Utilities may be asked to provide financial information to meet the special purposes of regulatory agencies or parties to an agreement. For example, a buy-sell agreement may specify a schedule of gross assets and liabilities of the utility but be limited to the assets to be sold, and the liabilities transferred pursuant to the agreement. Such presentations differ from complete financial statements only to the extent necessary to meet the special purposes for which they were prepared. Therefore, the measurement of materiality should be related to the presentation taken as a whole. The statements should include appropriate disclosures and be suitably titled. An example of such presentation is given in Exhibit 3.

Exhibit 3 CPA Report On Net Assets To Be Sold Under A Sales Contract

Board of Directors ABC Power Company

We have audited the accompanying statement of net assets sold of XYZ Company as of June 30, 19x1. This statement of net assets sold is the responsibility of XYZ Utility Company. Our responsibility is to express an opinion on this statement based on our audit.

We conducted our audit in accordance with generally accepted auditing standards. These standards require that we plan and perform the audit to obtain reasonable assurance about whether the statement of net assets sold is free of material misstatement. An audit includes examining, on a test basis, evidence supporting the amounts and disclosures in the statement. An audit also includes assessing the accounting principles used and significant estimates made by management, as well as evaluating the overall statement presentation. We believe that our audit provides reasonable basis for our opinion.
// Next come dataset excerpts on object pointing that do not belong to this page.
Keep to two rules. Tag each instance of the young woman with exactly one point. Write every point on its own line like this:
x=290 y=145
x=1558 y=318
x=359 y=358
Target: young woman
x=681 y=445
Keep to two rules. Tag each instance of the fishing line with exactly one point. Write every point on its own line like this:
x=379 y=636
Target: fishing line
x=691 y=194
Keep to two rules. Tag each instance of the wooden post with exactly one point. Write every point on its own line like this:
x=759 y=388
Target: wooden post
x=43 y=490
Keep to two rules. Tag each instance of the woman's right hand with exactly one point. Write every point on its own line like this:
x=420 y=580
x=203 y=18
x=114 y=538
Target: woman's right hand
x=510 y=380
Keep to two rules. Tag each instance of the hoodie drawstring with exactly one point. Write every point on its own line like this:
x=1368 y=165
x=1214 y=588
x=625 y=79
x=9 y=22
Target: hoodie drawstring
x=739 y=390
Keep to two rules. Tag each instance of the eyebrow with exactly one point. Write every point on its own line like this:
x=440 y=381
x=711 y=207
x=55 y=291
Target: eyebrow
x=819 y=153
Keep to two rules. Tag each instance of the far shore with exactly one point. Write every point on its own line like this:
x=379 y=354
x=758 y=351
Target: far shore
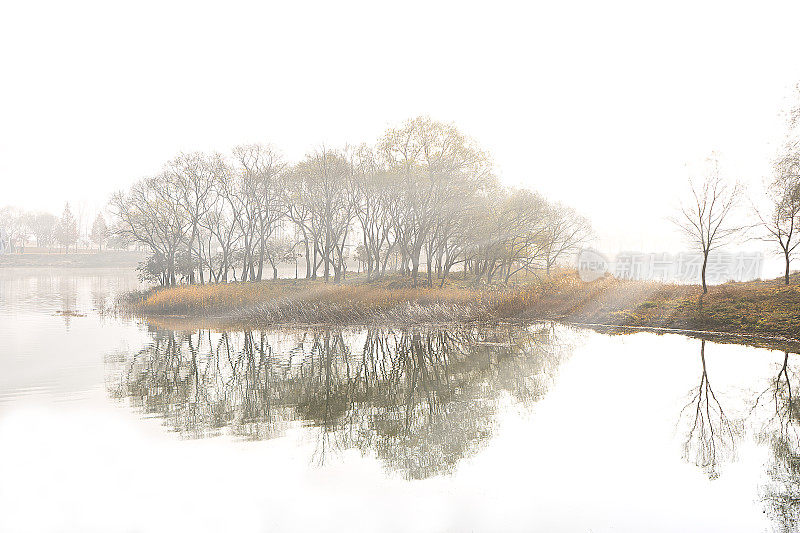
x=759 y=309
x=79 y=259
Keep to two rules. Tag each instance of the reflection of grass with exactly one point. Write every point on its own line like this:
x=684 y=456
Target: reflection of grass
x=766 y=307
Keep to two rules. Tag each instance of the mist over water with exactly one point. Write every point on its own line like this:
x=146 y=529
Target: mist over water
x=113 y=425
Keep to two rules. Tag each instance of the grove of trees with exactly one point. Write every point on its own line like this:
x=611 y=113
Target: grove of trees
x=422 y=201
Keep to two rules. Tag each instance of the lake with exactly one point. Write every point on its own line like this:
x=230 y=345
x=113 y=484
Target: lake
x=110 y=424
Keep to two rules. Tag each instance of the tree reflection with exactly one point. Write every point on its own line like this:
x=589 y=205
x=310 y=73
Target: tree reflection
x=419 y=399
x=711 y=435
x=781 y=431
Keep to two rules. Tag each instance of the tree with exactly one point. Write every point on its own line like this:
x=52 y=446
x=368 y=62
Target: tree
x=704 y=219
x=44 y=228
x=67 y=229
x=99 y=233
x=783 y=194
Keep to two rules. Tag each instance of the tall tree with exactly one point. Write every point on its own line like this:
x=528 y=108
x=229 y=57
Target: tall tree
x=705 y=217
x=67 y=230
x=780 y=224
x=99 y=233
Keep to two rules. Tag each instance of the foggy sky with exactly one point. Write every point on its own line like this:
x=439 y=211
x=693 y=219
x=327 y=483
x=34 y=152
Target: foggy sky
x=599 y=105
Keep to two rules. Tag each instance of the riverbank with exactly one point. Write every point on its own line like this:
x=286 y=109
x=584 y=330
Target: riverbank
x=751 y=308
x=81 y=259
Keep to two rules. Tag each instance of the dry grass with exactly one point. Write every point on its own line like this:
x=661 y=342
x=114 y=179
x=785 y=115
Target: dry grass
x=763 y=307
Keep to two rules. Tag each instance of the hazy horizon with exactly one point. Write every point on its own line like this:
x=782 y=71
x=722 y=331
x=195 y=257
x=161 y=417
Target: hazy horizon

The accompanying statement was prepared to present the net assets of XYZ Utility Company sold to ABC Power Company pursuant to the purchase agreement described in Note B, and is not intended to be a complete presentation of XYZ Utility Company's assets and liabilities.
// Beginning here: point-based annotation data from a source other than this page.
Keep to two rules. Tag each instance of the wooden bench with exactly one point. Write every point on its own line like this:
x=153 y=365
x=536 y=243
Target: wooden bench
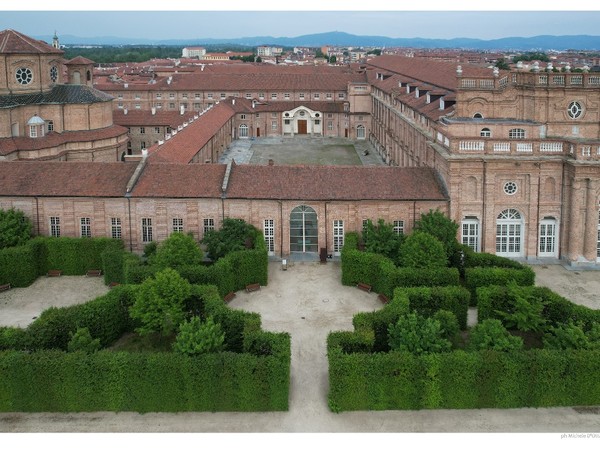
x=383 y=298
x=364 y=287
x=229 y=297
x=253 y=287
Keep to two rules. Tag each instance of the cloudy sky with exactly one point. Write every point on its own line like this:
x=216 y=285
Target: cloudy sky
x=523 y=19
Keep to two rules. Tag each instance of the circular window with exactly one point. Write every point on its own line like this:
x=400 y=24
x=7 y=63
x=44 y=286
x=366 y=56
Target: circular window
x=574 y=110
x=24 y=75
x=510 y=188
x=53 y=74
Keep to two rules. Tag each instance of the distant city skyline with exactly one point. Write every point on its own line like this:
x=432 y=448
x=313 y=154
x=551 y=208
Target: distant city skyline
x=164 y=25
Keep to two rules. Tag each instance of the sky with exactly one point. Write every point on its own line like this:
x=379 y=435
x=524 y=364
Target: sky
x=432 y=20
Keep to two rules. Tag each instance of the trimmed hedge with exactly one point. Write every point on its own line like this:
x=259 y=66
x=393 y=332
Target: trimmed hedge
x=427 y=301
x=459 y=379
x=557 y=310
x=488 y=276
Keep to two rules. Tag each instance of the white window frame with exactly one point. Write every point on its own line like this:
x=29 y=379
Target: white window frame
x=338 y=237
x=147 y=229
x=55 y=226
x=269 y=233
x=115 y=227
x=470 y=229
x=548 y=238
x=85 y=227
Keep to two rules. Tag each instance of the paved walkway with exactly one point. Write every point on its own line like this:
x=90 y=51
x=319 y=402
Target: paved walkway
x=308 y=301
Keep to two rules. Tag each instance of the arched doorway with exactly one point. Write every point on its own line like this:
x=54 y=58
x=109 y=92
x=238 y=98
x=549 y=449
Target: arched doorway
x=509 y=233
x=304 y=230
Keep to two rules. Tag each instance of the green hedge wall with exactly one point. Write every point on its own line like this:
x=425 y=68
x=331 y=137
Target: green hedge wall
x=557 y=310
x=383 y=276
x=459 y=379
x=488 y=276
x=427 y=301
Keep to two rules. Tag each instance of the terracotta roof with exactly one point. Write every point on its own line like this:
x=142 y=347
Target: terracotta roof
x=180 y=181
x=64 y=179
x=14 y=42
x=183 y=146
x=79 y=60
x=139 y=117
x=334 y=183
x=59 y=94
x=9 y=145
x=437 y=73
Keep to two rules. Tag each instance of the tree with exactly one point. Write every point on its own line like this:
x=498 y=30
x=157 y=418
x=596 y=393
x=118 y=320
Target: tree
x=439 y=225
x=196 y=337
x=525 y=313
x=382 y=239
x=15 y=228
x=82 y=340
x=422 y=251
x=159 y=303
x=418 y=335
x=235 y=234
x=177 y=250
x=491 y=335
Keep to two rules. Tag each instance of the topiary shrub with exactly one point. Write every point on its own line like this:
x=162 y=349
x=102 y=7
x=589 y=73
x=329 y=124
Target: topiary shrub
x=491 y=335
x=196 y=337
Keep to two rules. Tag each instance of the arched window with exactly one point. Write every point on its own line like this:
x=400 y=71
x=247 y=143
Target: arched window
x=360 y=132
x=509 y=233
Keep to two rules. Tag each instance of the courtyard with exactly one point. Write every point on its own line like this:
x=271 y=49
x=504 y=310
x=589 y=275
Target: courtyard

In our opinion, the accompanying statement of net assets sold presents fairly, in all material respects, the net assets of XYZ Utility Company, as of June 30, 19x1, sold pursuant to the purchase agreement referred to in Note B, in conformity with generally accepted accounting principles.

This report is intended solely for the information and use of the board of directors and the management of ABC Power Company and XYZ Utility Company and should not be used for any other purpose.

The auditor should highlight provisions of such agreements that depart from GAAP or OCBOA. For example, if the above parties negotiated the Provision for Uncollectible Account losses as $1 million, the report should disclose this balance and state that the $1 million, as disclosed in Note X, is not intended to conform with GAAP.

Conclusion

The financial statements of utility companies and other specialized industries often depart from GAAP. In these circumstances, regulators, lenders and other interested parties need to know the general features of OCBOA reports dictated by SAS No. 62 and how they differ from conventional financial statements. As these reports find wider use, a reporting entity can achieve more credible financial statements, often at a significant time and cost savings.

References

[1] O'Dell, Judith H. and Jacob J. Cohen, "The OCBOA Solution: Bottom-Line Relief for Small Business Clients," Journal of Accountancy, February 1991, pp. 89-90.

Alan Reinstein, CPA, DBA, is professor and chair of the accounting department at Wayne State University in Detroit, Michigan. He is on the editorial boards of several academic and professional journals and serves on the boards of the Michigan Association of CPAs (MACPA) and of the Detroit Chapters of the Institute of Management Accounting. He also chairs a committee of the American Accounting Association and serves on a task force for the Accounting Education Change Commission. He has written many articles for professional and academic journals.

Anthony J. Budzinski, II, CPA, is a senior manager at Arthur Andersen & Co. in Detroit, Michigan. A member of the MACPA and the American Institute of CPAs, he has more than 10 years of experience working with utility companies. He is an active participant and frequent speaker for the Michigan Electric and Gas Association and the Michigan Cooperative Accountants Association.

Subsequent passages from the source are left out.